6.10.07

cartograma#92 - manifesto solícito

Manifesto solícito: Anarquize!

Acumulamos anos de aprendizado com o capitalismo burguês e com o comunismo burocrático; erguemos grandes edifícios pela sua contra-indicação. Os novos ventos de uma terceira via transversal anunciam a pior das fusões: momento onde finalmente as duas faces da grande-política do último século viram uma só estátua na constância do Poder. A militância virou ato de redundância; a crítica está abarrotada. O último fracasso da esquerda brasileira terá sido a eleição do palhaço Peri, aquele que articulava nossas esperanças de transe e riso desde 82. Pergunta-se: quê fazer da resistência? Contra aquela espécie de maçonaria capitalista, mas também contra a tristeza militante, é preciso reinventar no cotidiano a prática dissidente, uma nova postura; novas formas de re-existir. Re-conhecer a potência libertária de nossos atos para então re-fundar, senão nossa mística de esquerda, pelo menos outras formas de resistência sinistra, de potência canhota. Re-articular nosso corpo para re-fazer o cotidiano através dos bandos e coletivos.

Além da vertigem capitalista e da tristeza militante, seus horizontes sem foco, é necessária nossa anarquia como problema prático, política do cotidiano, tracejado à liberdade e ao prazer de viver uma existência em sua originalidade, articulando liberdade pessoal e alteridade numa atitude presente. Acompanhando o que manifestam alguns de nossos atuais cúmplices, ali onde revelam a possibilidade de evocarmos a vida em cada um dos seus instantes, podemos furtá-los. Mesmo que sempre seja ocasião para rever os clássicos, será preciso acompanhar os cúmplices do presente, articular os corpos vivos para uma anarquia presente que articule sensibilidade, pensamento e prática.

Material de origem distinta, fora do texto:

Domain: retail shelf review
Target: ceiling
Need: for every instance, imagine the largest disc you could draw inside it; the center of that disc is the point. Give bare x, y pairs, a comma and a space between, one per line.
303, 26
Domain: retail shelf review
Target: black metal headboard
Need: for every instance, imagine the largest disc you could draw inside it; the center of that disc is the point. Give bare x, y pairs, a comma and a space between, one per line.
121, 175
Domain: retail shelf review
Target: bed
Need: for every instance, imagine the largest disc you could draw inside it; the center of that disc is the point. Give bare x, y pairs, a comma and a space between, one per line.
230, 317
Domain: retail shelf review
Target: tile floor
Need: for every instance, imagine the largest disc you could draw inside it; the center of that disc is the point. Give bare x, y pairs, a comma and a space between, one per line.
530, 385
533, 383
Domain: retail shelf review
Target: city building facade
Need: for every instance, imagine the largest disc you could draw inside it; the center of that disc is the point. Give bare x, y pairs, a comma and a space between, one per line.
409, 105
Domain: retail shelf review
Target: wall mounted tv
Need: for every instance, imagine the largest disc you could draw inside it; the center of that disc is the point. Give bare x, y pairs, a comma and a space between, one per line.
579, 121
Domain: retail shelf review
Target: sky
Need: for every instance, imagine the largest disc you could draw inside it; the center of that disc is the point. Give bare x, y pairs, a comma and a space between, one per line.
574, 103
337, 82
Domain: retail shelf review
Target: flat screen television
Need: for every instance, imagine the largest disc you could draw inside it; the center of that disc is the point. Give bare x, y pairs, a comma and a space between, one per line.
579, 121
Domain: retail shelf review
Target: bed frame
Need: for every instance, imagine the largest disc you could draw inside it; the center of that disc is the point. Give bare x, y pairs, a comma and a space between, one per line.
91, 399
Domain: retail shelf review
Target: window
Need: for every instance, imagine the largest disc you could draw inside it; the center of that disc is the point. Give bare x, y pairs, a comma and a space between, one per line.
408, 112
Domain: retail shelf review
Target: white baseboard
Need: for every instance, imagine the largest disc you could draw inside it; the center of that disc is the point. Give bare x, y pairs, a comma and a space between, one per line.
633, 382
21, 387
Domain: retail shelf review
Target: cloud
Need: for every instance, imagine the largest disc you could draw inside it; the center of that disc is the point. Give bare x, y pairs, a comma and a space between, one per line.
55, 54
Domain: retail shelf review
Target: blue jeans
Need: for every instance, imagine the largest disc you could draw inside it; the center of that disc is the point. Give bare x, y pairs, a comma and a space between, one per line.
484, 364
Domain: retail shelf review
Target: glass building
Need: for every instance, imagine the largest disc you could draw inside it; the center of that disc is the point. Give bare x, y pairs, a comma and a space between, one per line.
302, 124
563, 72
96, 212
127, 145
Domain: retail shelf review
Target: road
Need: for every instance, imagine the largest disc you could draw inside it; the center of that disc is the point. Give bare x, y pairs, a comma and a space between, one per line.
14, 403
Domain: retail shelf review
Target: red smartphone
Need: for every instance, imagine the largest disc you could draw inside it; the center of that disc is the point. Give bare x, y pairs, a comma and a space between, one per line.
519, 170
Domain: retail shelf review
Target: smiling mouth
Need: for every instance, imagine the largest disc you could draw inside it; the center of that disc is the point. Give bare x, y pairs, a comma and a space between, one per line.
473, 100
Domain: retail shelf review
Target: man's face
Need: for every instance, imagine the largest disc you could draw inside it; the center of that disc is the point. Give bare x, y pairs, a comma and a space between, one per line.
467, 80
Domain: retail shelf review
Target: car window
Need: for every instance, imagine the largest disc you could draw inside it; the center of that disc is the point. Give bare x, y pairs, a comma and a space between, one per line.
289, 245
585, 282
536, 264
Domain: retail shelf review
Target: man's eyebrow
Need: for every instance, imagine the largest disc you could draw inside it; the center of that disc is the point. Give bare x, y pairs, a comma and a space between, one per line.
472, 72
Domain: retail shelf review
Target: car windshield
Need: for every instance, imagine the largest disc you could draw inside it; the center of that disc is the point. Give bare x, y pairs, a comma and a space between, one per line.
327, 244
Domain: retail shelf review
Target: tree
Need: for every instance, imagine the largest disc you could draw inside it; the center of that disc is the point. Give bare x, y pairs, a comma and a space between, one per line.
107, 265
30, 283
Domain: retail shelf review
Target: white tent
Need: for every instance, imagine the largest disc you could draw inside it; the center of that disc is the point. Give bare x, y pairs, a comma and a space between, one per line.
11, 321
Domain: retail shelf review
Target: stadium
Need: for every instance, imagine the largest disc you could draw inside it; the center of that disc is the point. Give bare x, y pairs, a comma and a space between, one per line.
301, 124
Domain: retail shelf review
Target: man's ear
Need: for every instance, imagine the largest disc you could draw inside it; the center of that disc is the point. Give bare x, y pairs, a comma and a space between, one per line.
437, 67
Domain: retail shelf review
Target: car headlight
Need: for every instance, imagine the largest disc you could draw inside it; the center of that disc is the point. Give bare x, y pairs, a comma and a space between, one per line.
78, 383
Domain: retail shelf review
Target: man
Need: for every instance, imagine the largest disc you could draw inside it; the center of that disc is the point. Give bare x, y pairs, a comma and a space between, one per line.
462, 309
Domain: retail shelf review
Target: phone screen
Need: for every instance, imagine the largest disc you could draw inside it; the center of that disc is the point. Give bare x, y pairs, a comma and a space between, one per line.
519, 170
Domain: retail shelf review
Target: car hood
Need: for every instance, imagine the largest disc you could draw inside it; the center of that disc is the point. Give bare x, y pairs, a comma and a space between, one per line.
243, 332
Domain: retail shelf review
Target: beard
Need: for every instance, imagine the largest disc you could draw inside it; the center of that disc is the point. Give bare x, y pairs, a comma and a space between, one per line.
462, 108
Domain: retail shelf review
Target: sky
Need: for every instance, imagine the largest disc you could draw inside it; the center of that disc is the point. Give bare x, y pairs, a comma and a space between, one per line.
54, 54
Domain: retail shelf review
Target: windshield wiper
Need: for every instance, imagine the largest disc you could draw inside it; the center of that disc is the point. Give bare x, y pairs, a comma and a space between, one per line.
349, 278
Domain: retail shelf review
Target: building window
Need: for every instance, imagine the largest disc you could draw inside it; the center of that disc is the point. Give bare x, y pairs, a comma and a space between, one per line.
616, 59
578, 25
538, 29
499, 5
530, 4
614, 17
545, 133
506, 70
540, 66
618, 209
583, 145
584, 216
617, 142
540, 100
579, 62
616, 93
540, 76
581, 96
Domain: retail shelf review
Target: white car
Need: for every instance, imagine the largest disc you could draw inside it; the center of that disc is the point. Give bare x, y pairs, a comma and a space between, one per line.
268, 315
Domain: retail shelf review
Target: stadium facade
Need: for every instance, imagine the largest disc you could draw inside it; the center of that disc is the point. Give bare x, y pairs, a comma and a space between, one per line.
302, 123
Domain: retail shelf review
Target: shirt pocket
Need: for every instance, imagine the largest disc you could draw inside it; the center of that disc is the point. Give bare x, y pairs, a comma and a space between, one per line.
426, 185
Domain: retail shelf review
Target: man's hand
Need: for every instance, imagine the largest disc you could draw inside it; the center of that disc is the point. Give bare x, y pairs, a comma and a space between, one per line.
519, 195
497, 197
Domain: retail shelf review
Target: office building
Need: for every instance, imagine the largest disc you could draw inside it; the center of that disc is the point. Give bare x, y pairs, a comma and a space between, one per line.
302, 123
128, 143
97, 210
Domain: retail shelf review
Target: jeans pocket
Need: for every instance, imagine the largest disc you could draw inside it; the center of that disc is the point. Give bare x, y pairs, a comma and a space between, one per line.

Hoje em dia, entre as alegrias do marketing e a licenciosidade da mídia, através de êxtases e espasmos sofridos com os leves choques telemáticos e cibernéticos dos suportes pós-industriais, desliza então nossa atenção para a estupidez da vida, principal produto burguês. No shopping center burguês, entre as promoções de identidades e de seus suportes correspondentes, num movimento às vezes controlado e estudado, outras tantas frenético e desavisado, vamos acoplando e encaixando a força do desejo como força a serviço do próprio sistema, compondo a grande Máquina e traficando senhas e cifras sob o guarda-chuva das grandes redes. Nosso prêmio será um tostão no juízo final, e diploma de bem comportado; viveremos a vida mais ordinária possível.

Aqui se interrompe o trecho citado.